Horses for courses. If your country had crises with the EU, Ireland, Scotland and a pandemic, would your first choice of Prime Minister be an inveterate liar with the image of a buffoonish scarecrow?

As regards Scotland . . . A couple of nice questions: Will an independent, 'democratic' Scotland allow its Border Counties to have a referendum on returning to Cumbria and Northumberland in England? If not, why not?

Here in Spain, I'd guess the same questions would arise in respect of Navarra in an independent Basque Country. Or Pontevedra Province in an independent Galiza . . .

Religious Nutters/Crooks Corner

A few days ago I wondered if John Wycliffe had been the first victim of cancel culture. It turns out that the televangelist and scam artist Jim Bakker thinks he was . . .

Finally  . . . 

I’m re-seeding the lawn ruined a few months ago by the JCB that went into my neighbour’s garden. The volume of small stones led me to get this explanation of their ubiquity: Stones are better conductors of heat than soil, so a stone conducts heat away from the warmer soil beneath it. Over a period of time this repeated freezing, expanding, upward push, and filling underneath eventually shoves the stones to the surface. More on this here.

COVID OVERVIEWS

1. Lessons brutally learned: Martin Wolf, Chief Economics Commentator, Financial Times

Few in [the UK] government come out of this story well. In particular, there was a failure to understand what the Chinese, New Zealanders, South Koreans, Taiwanese and Vietnamese understood—namely, that there is no trade-off between suppressing the illness and the health of the economy. 

The evidence on this is quite clear: other things being equal, countries that suppressed the disease were also more economically successful. As I pointed out in the FT, the explanation for this lack of a trade-off is also reasonably evident. People will not go back to their normal lives in the midst of a raging pandemic, especially when there is also a high death rate. The idea that the economy could ride this out while we sought “herd immunity” was ridiculous.

After this is over, we need to learn further lessons to ensure such a disaster is not repeated. But the big lesson when dealing with such a highly infectious disease is already clear, in my view: suppress it quickly, by controlling both the borders and the domestic spread. This is the way to return quickly to a relatively normal life. If one fails to achieve this, all options become horrible.

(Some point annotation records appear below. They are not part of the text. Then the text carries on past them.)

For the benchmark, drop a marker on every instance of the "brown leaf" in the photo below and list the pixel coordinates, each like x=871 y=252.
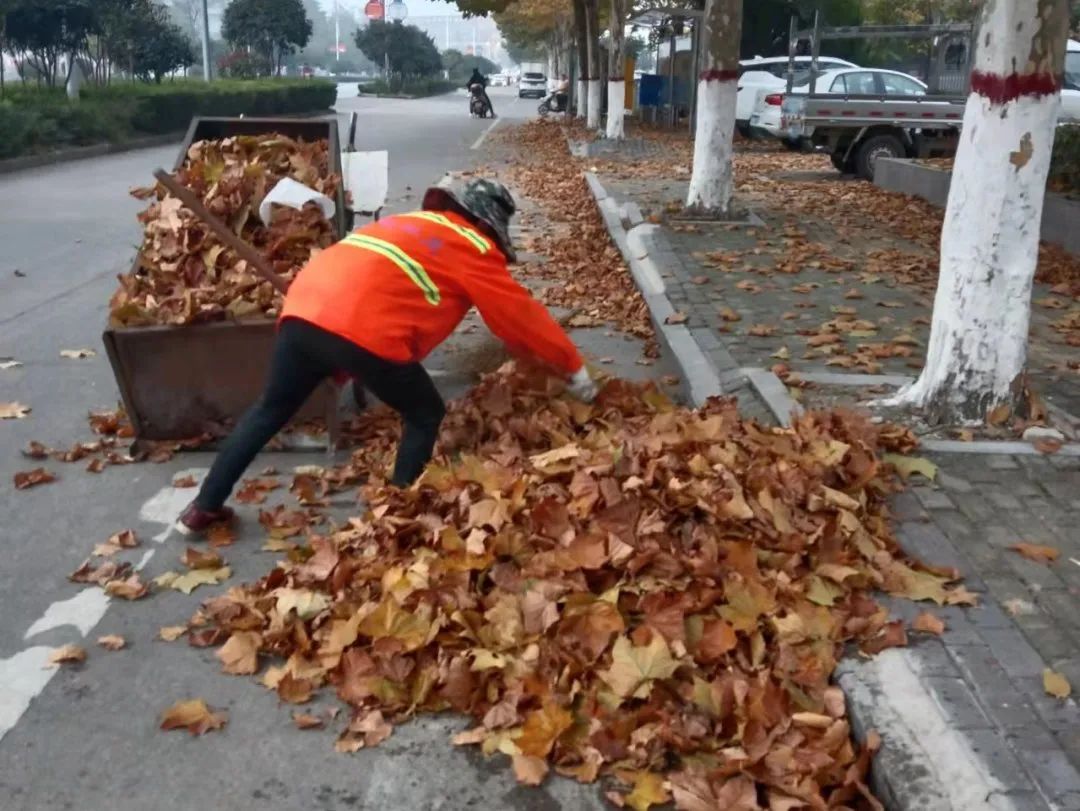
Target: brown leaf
x=192 y=715
x=928 y=623
x=295 y=690
x=240 y=654
x=111 y=641
x=1037 y=552
x=25 y=480
x=194 y=558
x=67 y=654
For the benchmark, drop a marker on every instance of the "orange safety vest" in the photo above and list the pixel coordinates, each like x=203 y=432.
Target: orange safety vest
x=400 y=286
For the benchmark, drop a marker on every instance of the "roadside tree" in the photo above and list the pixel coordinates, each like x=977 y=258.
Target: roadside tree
x=977 y=350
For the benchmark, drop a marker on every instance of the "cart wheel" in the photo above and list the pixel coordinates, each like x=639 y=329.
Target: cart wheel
x=872 y=149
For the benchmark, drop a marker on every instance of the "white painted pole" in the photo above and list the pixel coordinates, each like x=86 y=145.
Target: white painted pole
x=205 y=26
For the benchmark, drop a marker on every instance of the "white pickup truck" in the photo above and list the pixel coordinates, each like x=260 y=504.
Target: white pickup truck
x=855 y=131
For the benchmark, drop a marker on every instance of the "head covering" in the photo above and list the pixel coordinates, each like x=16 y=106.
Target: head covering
x=486 y=202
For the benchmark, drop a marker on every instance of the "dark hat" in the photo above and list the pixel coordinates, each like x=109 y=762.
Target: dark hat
x=486 y=202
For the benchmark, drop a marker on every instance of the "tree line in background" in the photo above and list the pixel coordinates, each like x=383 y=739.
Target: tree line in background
x=49 y=38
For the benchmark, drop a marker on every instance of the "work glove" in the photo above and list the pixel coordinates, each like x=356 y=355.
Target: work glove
x=582 y=387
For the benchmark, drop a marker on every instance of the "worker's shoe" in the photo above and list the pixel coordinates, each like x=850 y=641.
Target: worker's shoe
x=196 y=521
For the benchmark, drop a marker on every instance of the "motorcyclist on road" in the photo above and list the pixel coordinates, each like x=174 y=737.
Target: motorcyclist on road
x=478 y=78
x=563 y=93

2. Striking the balance: Charles Goodhart, emeritus professor, LSE

The essay that you [Prospect magazine] published on Covid-19 did not mention the failure [by the UK government] during the first few months to protect care homes—by far the most scandalous occurrence of the epidemic.  

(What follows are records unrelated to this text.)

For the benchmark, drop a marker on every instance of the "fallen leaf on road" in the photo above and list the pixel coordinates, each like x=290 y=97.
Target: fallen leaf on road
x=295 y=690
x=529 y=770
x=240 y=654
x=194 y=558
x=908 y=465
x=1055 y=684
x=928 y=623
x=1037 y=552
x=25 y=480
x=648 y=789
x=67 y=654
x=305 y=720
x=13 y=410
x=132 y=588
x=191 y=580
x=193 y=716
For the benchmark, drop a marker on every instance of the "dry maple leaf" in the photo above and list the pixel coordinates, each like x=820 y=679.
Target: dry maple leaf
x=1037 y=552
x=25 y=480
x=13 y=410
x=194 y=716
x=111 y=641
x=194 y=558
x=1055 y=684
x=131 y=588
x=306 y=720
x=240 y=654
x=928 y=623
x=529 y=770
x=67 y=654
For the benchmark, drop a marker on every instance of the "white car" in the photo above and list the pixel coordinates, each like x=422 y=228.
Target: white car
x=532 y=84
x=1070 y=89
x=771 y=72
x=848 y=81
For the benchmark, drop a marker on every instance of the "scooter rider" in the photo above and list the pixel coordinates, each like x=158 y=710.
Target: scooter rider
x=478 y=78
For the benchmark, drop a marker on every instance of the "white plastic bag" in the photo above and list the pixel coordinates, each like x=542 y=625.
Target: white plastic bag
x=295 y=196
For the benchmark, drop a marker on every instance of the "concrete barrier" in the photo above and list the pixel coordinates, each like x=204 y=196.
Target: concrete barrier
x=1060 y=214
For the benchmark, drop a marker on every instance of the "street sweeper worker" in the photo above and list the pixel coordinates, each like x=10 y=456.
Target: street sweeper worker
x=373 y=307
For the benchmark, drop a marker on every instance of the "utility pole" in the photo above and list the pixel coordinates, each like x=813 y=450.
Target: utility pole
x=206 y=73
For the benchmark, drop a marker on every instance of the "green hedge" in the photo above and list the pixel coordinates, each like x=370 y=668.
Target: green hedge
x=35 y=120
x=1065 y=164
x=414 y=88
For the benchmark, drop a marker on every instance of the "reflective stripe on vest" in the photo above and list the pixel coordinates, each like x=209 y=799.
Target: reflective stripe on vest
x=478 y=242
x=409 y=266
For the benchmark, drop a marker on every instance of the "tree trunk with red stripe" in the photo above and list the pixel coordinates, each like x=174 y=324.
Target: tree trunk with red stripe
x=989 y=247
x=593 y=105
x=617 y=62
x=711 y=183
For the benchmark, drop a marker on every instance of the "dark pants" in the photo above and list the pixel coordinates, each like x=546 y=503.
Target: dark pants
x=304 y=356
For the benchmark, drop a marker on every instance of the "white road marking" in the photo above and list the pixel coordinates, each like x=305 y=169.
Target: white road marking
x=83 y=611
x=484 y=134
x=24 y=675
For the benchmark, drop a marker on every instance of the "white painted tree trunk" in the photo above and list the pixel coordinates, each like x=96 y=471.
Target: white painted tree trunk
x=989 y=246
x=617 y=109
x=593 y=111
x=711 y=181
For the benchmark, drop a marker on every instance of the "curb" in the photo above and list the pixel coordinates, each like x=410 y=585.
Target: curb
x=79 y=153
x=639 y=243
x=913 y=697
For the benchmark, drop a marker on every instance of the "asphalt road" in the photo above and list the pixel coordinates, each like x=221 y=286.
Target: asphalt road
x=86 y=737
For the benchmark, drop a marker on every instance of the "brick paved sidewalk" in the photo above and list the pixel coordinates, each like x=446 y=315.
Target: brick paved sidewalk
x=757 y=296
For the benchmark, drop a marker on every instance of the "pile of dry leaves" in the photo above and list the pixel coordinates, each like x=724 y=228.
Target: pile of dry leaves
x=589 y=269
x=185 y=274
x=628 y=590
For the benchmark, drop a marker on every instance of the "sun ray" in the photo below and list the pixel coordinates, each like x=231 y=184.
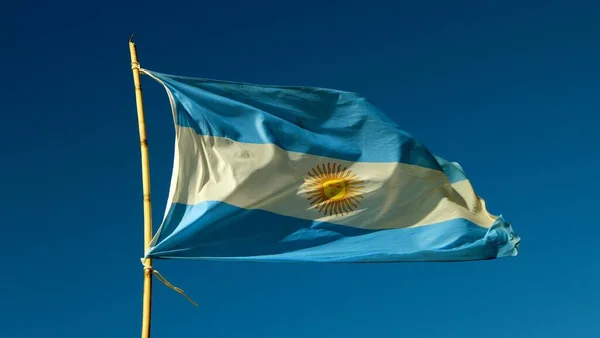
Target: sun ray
x=333 y=190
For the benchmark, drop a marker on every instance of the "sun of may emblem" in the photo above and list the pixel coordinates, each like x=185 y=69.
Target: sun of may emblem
x=333 y=190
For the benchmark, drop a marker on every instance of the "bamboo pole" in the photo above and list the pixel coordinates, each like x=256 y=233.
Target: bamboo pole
x=147 y=297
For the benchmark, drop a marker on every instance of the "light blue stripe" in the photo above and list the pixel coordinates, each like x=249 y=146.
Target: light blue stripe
x=219 y=231
x=321 y=122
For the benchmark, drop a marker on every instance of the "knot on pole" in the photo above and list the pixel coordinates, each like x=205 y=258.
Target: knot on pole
x=162 y=279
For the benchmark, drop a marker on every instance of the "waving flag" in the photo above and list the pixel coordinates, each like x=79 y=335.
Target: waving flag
x=271 y=173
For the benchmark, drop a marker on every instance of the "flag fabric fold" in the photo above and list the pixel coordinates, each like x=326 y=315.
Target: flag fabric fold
x=274 y=173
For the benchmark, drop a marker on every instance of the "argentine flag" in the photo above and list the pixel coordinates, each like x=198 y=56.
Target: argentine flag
x=272 y=173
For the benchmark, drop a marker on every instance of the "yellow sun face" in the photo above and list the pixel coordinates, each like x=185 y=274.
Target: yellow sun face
x=333 y=190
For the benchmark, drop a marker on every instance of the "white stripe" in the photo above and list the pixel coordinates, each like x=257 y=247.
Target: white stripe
x=264 y=176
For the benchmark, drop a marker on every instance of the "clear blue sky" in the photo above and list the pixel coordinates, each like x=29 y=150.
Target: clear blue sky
x=509 y=89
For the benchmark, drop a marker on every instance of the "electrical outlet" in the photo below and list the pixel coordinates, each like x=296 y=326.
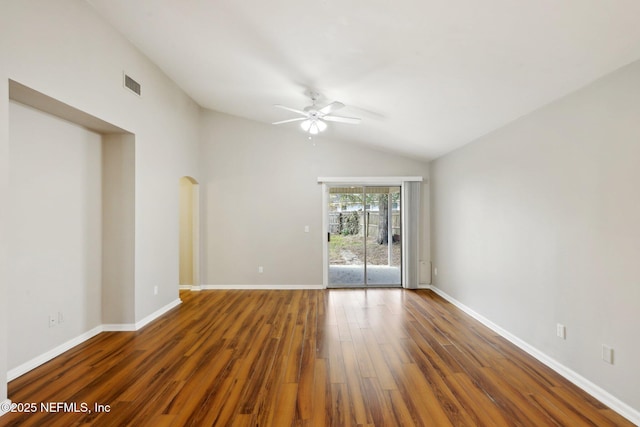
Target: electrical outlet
x=607 y=354
x=561 y=331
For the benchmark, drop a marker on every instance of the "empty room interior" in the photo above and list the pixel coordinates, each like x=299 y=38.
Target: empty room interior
x=319 y=213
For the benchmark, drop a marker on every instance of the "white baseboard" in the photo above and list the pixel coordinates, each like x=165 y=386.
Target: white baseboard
x=153 y=316
x=5 y=406
x=54 y=352
x=596 y=391
x=118 y=327
x=45 y=357
x=260 y=287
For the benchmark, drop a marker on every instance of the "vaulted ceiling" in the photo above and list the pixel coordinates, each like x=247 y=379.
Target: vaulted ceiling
x=425 y=76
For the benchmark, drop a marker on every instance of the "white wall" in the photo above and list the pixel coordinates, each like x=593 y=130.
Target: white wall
x=538 y=224
x=118 y=229
x=65 y=50
x=260 y=189
x=55 y=239
x=4 y=227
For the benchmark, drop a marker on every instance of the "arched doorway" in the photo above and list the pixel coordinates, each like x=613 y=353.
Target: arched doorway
x=189 y=233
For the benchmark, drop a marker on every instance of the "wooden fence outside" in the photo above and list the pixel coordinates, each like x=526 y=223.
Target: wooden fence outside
x=338 y=221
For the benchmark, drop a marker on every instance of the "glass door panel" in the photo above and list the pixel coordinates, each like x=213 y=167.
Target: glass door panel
x=364 y=236
x=383 y=236
x=346 y=244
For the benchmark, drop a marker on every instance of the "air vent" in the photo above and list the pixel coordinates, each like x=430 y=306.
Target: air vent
x=132 y=85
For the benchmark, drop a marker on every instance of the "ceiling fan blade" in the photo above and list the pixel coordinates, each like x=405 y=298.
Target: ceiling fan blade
x=348 y=120
x=331 y=107
x=291 y=109
x=289 y=121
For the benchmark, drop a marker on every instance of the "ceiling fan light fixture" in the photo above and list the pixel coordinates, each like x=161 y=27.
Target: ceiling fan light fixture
x=322 y=126
x=313 y=129
x=306 y=125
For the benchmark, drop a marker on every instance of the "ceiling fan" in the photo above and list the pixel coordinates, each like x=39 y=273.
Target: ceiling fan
x=314 y=118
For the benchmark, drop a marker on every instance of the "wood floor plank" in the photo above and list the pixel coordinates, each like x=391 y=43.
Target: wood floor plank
x=360 y=357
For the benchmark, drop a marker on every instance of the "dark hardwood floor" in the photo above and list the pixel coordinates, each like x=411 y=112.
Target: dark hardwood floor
x=380 y=357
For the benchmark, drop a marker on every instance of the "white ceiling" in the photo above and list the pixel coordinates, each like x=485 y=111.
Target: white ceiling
x=426 y=76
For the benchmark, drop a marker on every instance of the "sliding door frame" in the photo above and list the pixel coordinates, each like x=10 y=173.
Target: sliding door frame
x=410 y=256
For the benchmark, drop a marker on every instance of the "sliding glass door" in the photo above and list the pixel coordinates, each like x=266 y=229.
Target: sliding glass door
x=364 y=236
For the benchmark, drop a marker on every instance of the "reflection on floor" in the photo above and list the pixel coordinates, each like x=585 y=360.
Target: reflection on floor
x=353 y=275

But the real question is how far there is a trade-off between shutting down the economy and society on the one hand and defeating the virus on the other. Of course there is such a trade-off. The decline in output in the first half of 2020 was the most severe in living memory. If there had been no trade-off, we would have maintained the most severe lockdown right from the outset until everybody was vaccinated. But that would have been even more disastrous.  

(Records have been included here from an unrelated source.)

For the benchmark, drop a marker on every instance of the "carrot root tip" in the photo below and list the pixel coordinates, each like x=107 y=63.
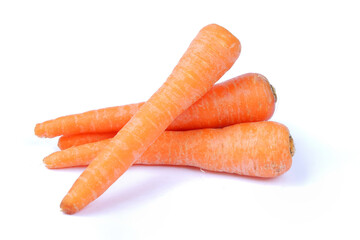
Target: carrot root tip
x=292 y=146
x=273 y=91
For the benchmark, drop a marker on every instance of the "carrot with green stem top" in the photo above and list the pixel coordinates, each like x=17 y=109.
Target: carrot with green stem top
x=213 y=51
x=245 y=98
x=261 y=149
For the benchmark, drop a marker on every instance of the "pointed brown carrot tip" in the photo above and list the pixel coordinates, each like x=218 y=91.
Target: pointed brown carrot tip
x=292 y=146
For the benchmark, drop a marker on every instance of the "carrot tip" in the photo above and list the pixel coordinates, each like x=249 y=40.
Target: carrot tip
x=292 y=146
x=273 y=91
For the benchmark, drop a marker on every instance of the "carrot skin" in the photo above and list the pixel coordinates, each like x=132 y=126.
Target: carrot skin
x=261 y=149
x=245 y=98
x=65 y=142
x=213 y=51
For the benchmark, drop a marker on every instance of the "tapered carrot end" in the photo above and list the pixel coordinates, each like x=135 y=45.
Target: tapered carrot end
x=66 y=207
x=292 y=146
x=39 y=130
x=48 y=162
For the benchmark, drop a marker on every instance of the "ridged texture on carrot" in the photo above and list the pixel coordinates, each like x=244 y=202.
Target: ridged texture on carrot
x=79 y=139
x=245 y=98
x=209 y=56
x=261 y=149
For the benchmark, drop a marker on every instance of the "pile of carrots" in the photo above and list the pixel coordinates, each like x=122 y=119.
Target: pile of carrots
x=188 y=121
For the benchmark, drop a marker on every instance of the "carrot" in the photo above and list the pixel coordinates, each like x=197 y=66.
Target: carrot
x=261 y=149
x=83 y=138
x=245 y=98
x=213 y=51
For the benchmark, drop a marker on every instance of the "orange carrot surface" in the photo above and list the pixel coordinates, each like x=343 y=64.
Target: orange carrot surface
x=261 y=149
x=79 y=139
x=213 y=51
x=246 y=98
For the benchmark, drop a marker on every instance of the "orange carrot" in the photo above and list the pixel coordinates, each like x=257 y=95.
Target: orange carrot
x=246 y=98
x=261 y=149
x=213 y=51
x=83 y=138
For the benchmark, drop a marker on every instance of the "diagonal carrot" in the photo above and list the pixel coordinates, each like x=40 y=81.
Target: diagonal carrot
x=245 y=98
x=213 y=51
x=261 y=149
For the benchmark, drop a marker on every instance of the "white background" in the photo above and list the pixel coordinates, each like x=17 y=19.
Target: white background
x=63 y=57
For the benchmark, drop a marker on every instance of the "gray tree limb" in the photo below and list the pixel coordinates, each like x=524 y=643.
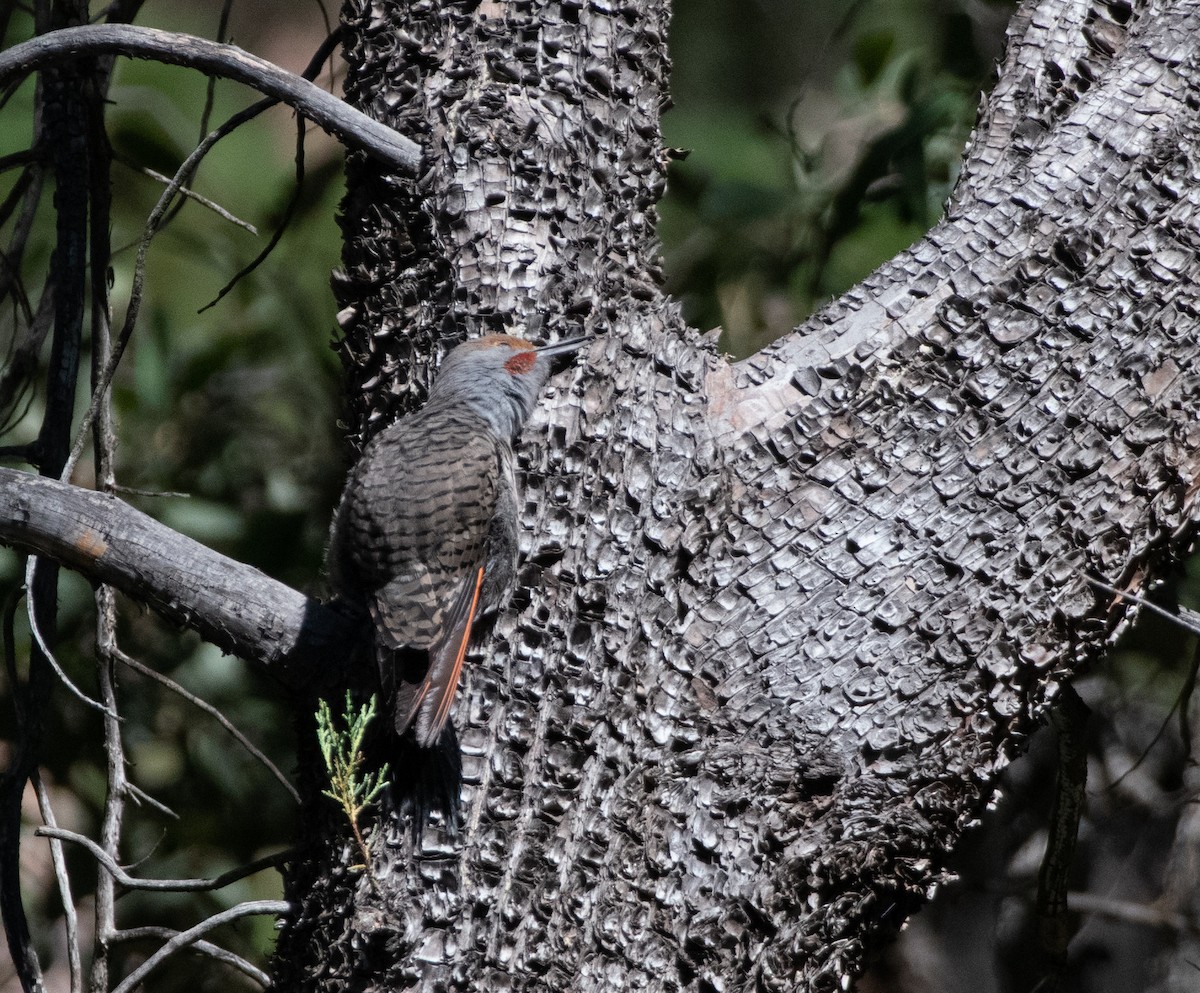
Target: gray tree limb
x=232 y=605
x=783 y=621
x=786 y=618
x=225 y=60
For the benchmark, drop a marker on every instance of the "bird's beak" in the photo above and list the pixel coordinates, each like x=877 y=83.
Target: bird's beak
x=564 y=347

Partly in order to encourage people to maintain lockdown, the media has focused on regular league tables of hospitalisations and deaths. That, in turn, meant that it became politically and socially almost impossible to countenance a less locked down, “Swedish” approach. 

The correct statistic, however, is not the overall number of those dying after a positive test, but the excess deaths beyond those that could be expected at the time. The Covid deaths this winter have probably been somewhat offset by lower than usual deaths from ordinary flu: if you look at the figure for excess deaths over this period, it has been considerably less dramatic. 

Your authors imply that the politicians failed to introduce lockdown sufficiently early and severely. But given the enormous costs of lockdown, it is very difficult to be sure where the balance of advantage actually lies. Indeed, we cannot begin to make such estimates until the full consequences of all the measures undertaken have played out. It will be for historians to estimate whether what was done went too far in one direction or the other. It is far too early to jump to any such conclusions now.